As a German-born Jew, photographer Leonard Frank (1870-1944) moved to Alberni, British Columbia, Canada, in 1894. During World War I he had personally endured racism, which forced his move to Vancouver in 1916. Renowned for his commercial and industrial photography, the British Columbia Security Commission contracted him to record the removal of Japanese Canadians from the coast. Frank documented many who had been given 24 hours to pack one suitcase each before being separated from their families, their property sold without their consent. At Hastings Park, the internment camps in British Colombia, and other incarceration sites, Frank’s stark and disturbing photographs capture the institutional forces at work, with people living in makeshift bunk rooms crammed into agricultural buildings and horse stalls.

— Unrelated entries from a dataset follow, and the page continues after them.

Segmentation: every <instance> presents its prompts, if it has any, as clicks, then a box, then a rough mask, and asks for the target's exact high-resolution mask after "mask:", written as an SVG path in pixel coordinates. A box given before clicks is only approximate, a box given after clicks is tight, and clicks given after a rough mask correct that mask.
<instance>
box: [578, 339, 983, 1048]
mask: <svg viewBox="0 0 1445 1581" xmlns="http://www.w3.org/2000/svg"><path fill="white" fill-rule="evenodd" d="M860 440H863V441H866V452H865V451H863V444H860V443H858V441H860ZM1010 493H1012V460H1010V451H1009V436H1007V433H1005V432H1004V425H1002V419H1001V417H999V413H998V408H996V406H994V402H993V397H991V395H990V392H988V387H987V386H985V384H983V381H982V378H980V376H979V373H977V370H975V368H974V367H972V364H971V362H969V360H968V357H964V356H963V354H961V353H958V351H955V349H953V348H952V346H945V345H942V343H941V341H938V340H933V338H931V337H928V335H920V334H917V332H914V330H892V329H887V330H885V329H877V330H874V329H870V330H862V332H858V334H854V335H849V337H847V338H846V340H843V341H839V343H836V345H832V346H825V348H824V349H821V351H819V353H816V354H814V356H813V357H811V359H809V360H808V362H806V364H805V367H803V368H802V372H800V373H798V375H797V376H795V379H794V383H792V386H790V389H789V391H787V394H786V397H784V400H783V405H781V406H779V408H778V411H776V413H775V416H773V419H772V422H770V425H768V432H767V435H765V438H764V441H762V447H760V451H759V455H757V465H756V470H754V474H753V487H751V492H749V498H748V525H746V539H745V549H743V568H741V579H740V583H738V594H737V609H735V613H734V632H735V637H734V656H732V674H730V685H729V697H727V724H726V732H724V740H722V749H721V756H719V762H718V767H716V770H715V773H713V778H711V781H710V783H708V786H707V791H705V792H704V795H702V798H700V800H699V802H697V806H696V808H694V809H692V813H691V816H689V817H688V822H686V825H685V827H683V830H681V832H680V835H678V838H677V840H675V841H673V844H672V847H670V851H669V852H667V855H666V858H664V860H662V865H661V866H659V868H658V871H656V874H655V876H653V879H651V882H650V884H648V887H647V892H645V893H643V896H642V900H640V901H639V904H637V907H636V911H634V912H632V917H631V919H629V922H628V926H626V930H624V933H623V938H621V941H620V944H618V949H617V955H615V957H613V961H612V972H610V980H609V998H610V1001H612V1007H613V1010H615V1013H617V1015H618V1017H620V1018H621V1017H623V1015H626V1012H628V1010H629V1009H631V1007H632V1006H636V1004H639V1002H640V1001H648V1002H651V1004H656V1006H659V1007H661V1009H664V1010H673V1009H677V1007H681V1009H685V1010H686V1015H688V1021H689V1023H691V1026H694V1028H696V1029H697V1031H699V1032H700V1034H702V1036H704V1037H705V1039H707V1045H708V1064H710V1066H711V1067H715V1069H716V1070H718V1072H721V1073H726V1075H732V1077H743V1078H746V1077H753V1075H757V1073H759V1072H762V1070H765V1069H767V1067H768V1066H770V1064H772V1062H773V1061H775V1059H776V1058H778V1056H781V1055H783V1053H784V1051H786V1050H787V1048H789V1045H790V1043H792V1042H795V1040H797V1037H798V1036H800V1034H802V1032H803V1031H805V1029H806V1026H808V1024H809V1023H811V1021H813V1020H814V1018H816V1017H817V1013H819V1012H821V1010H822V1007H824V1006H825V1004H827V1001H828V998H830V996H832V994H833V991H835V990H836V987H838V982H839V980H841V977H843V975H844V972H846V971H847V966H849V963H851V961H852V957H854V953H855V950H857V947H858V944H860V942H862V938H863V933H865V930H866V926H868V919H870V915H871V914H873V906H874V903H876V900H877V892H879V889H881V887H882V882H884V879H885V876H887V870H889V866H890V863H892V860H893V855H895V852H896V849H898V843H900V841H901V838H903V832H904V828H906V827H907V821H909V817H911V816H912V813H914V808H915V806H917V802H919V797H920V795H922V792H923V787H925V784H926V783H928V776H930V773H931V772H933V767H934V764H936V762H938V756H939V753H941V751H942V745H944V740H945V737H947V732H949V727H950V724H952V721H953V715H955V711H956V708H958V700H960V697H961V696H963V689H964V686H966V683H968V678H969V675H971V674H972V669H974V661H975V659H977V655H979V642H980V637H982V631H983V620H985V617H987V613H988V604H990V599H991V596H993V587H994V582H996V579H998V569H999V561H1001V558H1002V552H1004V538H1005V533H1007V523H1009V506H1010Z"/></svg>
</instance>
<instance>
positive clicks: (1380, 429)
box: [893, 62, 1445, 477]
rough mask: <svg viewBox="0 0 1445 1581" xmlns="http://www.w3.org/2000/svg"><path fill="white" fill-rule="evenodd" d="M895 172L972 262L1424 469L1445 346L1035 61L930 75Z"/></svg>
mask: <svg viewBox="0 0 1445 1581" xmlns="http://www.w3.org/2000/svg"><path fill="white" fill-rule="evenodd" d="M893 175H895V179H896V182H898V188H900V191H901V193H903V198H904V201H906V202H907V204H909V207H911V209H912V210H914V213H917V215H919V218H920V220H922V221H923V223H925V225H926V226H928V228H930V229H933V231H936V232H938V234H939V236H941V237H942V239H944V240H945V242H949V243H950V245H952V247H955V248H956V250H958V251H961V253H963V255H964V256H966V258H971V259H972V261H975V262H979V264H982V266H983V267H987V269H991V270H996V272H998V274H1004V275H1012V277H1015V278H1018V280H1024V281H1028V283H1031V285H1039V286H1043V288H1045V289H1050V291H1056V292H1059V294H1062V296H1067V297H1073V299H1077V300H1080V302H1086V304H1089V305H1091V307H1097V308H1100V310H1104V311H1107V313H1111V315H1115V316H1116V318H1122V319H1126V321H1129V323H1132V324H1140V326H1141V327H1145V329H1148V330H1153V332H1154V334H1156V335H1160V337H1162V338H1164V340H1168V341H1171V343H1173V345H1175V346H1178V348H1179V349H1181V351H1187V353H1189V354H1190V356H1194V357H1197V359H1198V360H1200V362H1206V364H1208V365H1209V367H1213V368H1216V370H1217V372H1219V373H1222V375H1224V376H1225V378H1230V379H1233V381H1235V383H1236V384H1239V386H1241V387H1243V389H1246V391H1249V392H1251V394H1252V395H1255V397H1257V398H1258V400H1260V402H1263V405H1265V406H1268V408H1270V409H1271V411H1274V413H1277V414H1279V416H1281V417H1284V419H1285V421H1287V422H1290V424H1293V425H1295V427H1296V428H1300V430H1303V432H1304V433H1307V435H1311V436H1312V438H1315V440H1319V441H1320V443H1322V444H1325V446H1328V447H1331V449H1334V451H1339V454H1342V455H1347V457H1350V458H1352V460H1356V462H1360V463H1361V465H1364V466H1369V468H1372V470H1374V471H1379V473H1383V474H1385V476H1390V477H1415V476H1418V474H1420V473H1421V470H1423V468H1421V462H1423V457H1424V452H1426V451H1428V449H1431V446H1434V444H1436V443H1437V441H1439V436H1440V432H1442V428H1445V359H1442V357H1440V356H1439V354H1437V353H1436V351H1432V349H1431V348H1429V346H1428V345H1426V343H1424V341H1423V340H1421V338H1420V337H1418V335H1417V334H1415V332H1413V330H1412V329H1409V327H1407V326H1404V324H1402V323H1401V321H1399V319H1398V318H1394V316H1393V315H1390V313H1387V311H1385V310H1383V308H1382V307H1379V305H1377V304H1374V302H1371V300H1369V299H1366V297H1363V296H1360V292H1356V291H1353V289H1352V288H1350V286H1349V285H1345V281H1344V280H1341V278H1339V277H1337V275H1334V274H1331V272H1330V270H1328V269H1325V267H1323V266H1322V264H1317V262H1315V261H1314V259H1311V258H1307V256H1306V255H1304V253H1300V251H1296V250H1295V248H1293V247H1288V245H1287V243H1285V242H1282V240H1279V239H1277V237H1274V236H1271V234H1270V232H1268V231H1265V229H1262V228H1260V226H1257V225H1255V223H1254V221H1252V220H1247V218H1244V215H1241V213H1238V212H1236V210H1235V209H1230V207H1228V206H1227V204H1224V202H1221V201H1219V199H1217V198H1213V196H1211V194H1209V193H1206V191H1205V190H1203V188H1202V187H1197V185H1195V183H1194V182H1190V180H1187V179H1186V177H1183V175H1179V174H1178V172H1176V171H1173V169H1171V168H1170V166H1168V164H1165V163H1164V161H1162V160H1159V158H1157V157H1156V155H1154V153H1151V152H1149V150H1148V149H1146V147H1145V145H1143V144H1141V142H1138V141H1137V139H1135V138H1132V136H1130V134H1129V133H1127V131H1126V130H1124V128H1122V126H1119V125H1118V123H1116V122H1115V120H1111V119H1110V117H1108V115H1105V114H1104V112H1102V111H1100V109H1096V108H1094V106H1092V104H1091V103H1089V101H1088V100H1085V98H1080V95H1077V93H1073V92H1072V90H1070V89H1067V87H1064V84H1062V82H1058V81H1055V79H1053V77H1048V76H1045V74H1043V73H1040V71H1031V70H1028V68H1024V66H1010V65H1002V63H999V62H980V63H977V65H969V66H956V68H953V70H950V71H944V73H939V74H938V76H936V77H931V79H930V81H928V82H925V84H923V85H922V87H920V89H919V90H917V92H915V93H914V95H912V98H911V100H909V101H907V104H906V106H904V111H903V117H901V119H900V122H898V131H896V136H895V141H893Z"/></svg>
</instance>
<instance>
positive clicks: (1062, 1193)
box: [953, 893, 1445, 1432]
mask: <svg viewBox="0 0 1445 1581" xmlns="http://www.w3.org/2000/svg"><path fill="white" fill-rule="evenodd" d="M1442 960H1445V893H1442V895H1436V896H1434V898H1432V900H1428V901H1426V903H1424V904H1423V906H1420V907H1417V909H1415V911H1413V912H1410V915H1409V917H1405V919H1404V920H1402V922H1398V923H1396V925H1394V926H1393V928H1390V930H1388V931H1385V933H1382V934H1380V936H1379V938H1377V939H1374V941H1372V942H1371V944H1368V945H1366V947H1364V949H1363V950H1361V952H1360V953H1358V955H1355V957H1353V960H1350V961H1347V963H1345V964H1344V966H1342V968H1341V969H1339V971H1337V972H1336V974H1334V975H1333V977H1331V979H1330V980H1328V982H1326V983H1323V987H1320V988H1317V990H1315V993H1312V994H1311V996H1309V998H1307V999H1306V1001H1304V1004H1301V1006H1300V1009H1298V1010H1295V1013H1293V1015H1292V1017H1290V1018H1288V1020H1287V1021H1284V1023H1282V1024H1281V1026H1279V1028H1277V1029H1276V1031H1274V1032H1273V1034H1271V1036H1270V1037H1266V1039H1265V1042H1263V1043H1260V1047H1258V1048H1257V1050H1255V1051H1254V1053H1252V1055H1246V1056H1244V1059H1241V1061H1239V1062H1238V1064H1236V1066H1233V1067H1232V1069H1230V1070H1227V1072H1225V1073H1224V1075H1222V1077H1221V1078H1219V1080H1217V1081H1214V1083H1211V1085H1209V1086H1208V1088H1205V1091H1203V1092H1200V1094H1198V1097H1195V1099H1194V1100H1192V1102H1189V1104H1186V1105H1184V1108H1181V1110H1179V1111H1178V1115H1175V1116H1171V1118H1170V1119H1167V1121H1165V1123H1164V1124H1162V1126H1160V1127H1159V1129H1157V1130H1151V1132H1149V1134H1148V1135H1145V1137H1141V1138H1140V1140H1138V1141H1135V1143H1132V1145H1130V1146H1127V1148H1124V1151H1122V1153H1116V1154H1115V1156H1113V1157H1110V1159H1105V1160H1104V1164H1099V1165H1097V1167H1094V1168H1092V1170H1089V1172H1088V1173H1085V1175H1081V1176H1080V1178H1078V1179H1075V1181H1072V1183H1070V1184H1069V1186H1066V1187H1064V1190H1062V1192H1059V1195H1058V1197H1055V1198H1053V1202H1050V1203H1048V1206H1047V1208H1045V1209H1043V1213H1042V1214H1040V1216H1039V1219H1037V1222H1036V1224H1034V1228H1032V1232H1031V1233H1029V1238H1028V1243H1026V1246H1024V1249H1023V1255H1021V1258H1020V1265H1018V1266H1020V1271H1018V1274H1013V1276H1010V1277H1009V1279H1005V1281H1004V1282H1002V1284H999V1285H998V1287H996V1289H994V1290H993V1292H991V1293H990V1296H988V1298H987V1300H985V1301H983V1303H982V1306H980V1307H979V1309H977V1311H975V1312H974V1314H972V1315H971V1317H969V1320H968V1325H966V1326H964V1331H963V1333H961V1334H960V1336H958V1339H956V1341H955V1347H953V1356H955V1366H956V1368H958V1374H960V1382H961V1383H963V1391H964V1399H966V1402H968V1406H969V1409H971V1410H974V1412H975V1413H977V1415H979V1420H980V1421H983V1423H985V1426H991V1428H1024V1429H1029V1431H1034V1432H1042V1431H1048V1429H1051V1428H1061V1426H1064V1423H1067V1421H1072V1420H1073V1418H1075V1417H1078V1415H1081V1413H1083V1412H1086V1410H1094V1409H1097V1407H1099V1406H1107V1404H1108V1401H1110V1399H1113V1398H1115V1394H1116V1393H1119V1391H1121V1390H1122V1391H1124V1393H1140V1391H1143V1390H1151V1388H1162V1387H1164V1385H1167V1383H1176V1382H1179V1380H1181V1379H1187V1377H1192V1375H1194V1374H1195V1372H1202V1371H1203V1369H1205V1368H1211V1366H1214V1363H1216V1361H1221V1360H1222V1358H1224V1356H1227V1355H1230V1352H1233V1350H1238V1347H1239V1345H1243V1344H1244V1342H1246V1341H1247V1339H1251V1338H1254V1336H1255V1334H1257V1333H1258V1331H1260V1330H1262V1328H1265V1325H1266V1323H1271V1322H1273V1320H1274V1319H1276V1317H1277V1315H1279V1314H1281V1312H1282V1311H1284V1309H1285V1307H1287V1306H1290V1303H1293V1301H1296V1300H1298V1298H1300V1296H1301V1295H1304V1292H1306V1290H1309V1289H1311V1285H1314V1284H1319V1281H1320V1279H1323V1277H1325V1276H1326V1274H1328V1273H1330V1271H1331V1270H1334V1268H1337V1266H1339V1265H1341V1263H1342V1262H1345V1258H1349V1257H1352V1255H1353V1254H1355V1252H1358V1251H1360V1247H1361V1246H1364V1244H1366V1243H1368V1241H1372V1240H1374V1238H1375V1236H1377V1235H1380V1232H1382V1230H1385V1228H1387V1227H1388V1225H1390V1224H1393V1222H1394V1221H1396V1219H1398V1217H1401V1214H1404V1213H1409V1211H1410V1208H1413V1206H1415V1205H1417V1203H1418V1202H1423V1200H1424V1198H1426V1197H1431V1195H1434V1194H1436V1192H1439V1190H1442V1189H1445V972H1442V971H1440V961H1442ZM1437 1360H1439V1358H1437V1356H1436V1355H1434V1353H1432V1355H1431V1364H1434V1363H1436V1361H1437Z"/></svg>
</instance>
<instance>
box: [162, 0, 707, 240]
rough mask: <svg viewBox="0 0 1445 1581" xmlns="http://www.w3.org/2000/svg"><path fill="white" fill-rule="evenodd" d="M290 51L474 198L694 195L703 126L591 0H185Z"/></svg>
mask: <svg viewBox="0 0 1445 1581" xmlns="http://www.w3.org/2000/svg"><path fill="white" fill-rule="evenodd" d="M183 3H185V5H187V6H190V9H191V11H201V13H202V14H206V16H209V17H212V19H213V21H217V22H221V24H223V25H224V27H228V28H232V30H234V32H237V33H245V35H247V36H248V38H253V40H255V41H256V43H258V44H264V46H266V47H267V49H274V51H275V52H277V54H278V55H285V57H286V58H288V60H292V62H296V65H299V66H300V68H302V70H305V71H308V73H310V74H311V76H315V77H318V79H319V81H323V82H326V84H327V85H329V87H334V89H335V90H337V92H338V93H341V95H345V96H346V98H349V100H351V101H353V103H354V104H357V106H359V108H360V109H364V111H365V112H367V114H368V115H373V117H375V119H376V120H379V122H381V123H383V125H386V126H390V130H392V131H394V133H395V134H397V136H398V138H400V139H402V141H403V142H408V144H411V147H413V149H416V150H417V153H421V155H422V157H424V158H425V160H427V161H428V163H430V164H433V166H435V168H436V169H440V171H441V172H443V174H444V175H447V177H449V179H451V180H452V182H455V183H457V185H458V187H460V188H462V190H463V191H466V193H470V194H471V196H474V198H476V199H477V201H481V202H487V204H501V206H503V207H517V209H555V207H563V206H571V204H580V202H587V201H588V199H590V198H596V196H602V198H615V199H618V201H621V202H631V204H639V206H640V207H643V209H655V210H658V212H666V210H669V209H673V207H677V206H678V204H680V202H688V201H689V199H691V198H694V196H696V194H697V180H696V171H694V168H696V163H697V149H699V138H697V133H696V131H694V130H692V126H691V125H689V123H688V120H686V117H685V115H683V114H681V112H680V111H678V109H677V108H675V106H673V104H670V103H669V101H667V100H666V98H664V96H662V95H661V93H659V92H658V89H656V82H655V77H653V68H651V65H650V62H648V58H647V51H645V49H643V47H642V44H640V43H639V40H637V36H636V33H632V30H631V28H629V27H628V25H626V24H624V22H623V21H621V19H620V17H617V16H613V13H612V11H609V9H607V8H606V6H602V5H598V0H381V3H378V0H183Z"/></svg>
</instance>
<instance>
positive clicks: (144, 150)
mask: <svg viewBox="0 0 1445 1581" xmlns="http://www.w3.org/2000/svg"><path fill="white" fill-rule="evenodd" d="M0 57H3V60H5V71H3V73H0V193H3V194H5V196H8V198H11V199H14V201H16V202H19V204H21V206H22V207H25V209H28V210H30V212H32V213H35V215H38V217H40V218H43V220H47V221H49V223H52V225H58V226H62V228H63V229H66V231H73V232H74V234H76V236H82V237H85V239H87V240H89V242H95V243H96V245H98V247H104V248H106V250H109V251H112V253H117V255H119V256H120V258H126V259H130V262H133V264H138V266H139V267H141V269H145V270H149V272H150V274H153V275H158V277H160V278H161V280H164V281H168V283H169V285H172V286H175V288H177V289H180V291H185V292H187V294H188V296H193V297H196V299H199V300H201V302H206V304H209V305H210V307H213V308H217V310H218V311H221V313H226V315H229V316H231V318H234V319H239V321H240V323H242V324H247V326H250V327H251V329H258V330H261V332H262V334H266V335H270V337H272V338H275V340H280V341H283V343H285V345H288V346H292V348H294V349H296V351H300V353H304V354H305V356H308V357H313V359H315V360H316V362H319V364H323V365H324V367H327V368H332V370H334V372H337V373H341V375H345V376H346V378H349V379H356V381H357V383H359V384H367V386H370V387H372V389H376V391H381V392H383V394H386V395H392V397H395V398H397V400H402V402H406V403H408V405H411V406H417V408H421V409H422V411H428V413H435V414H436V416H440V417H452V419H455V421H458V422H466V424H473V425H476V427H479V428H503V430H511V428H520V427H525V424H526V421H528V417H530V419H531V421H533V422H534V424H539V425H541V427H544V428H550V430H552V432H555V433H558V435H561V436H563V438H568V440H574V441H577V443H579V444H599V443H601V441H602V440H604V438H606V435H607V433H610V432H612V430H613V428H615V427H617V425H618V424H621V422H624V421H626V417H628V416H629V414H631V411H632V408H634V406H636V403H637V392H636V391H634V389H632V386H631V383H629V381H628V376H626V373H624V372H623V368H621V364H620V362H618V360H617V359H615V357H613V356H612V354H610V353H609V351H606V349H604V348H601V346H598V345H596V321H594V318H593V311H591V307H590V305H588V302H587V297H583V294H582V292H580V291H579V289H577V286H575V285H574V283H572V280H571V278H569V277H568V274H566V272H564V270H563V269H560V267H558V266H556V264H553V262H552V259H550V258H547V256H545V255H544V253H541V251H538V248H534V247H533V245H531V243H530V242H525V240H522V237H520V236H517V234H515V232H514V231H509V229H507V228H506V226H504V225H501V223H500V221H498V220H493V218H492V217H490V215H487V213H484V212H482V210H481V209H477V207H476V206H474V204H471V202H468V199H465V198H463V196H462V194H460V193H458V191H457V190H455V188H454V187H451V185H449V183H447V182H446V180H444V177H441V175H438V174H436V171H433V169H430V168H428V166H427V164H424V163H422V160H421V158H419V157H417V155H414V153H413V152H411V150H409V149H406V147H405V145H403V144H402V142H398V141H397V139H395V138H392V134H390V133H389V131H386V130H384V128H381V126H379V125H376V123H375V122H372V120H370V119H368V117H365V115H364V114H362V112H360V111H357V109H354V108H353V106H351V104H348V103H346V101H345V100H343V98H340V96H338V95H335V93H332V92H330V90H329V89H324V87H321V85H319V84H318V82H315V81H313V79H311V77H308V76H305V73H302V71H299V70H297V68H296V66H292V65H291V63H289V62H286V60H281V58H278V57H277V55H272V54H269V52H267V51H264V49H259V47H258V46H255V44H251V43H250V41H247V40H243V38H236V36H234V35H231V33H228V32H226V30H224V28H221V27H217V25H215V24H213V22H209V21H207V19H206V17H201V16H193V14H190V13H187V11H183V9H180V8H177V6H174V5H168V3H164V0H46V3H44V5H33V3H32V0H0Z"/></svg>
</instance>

Gilmore adds, “Leonard Frank’s photographs reveal some of the grim environments of several holding areas and camps. It must have been especially disconcerting for him to see this happening in Canada because several of his own family members were being persecuted in Nazi Germany. His sister managed to escape Germany and survive the holocaust, but other relatives were ultimately killed in the extermination camps.”

Two Views: Photographs by Ansel Adams and Leonard Frank will be on view at the Crocker Art Museum from February 19 – May 14, 2017. The exhibition was organized by Nikkei National Museum & Cultural Centre.